5. With clean hands, divide the crab mixture into 12 equal portions, then shape each portion into a cake the diameter of an English muffin. As you form each cake, gently press both sides of it into the crumb-almond mixture to coat well, then place on the baking sheet. When all of the cakes are ready, cover the pan loosely with plastic wrap and refrigerate at least one hour or up to three hours.

6. To cook and serve the crabcakes, preheat the oven to 200 degrees. Have ready a large baking dish. In a large skillet, combine 2 tablespoons of the butter and 2 tablespoons vegetable oil over medium-high heat. When the butter is melted, add half of the crabcakes and saute, carefully turning them once with a spatula, until they are golden brown on both sides and cooked through, about four minutes on each side. Transfer to the baking dish and keep warm in the oven while you cook the remaining crabcakes the same way, adding more oil to the pan if needed to prevent sticking.

7. When the crabcakes are almost done cooking, toast the English muffins and spread them lightly with a little of the remaining butter.

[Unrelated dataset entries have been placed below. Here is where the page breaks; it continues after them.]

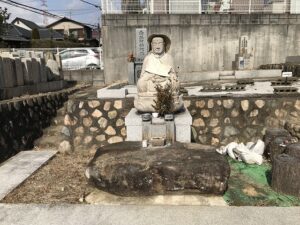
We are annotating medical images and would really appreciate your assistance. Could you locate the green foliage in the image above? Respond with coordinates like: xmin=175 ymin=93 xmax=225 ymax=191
xmin=0 ymin=7 xmax=10 ymax=36
xmin=152 ymin=82 xmax=174 ymax=116
xmin=31 ymin=28 xmax=40 ymax=40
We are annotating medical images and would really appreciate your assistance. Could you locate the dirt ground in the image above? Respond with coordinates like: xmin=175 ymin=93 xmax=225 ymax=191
xmin=1 ymin=151 xmax=95 ymax=204
xmin=1 ymin=150 xmax=300 ymax=206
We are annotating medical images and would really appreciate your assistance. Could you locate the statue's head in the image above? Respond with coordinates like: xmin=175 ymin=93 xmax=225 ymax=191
xmin=148 ymin=34 xmax=171 ymax=54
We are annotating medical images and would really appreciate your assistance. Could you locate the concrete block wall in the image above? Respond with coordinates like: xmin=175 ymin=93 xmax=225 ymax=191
xmin=102 ymin=14 xmax=300 ymax=84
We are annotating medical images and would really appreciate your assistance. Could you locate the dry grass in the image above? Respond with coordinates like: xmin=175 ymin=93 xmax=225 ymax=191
xmin=1 ymin=151 xmax=95 ymax=204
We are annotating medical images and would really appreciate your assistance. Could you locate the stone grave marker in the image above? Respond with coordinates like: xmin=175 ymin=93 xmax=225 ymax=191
xmin=0 ymin=57 xmax=4 ymax=88
xmin=15 ymin=58 xmax=25 ymax=86
xmin=2 ymin=57 xmax=17 ymax=88
xmin=37 ymin=58 xmax=47 ymax=82
xmin=21 ymin=58 xmax=34 ymax=85
xmin=31 ymin=58 xmax=41 ymax=84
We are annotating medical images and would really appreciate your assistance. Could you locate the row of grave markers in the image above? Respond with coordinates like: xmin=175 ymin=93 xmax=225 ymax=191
xmin=0 ymin=51 xmax=61 ymax=89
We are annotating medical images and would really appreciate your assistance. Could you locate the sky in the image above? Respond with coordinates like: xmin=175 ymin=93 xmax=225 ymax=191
xmin=2 ymin=0 xmax=101 ymax=27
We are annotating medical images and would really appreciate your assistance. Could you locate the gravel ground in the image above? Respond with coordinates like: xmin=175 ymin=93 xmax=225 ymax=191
xmin=1 ymin=151 xmax=95 ymax=204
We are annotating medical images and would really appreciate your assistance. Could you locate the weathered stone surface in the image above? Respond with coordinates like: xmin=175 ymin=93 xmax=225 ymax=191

Place one or two muffin halves, cut side up, on each individual serving plate, or place them all on one or two large platters.

8. As soon as all of the crabcakes are cooked and in the oven, wipe out the skillet, return it to medium-high heat, and melt enough of the remaining butter in it to coat the bottom evenly when you swirl the pan. Carefully crack just enough eggs into the pan to fit without crowding and sprinkle them with salt. Fry until the whites are set and the yolks are cooked to your or your guests’ liking, spooning a little of the butter from the pan over the whites and yolks to help them set, three to five minutes.

9. Transfer the same number of crabcakes to muffin halves as eggs you cooked, and top each crabcake with a fried egg. Repeat with the remaining butter, eggs, and crabcakes. Garnish the eggs with the chives and serve right away.

From Wolfgang Puck in “The Macy’s Culinary Council Thanksgiving Holiday Cookbook.”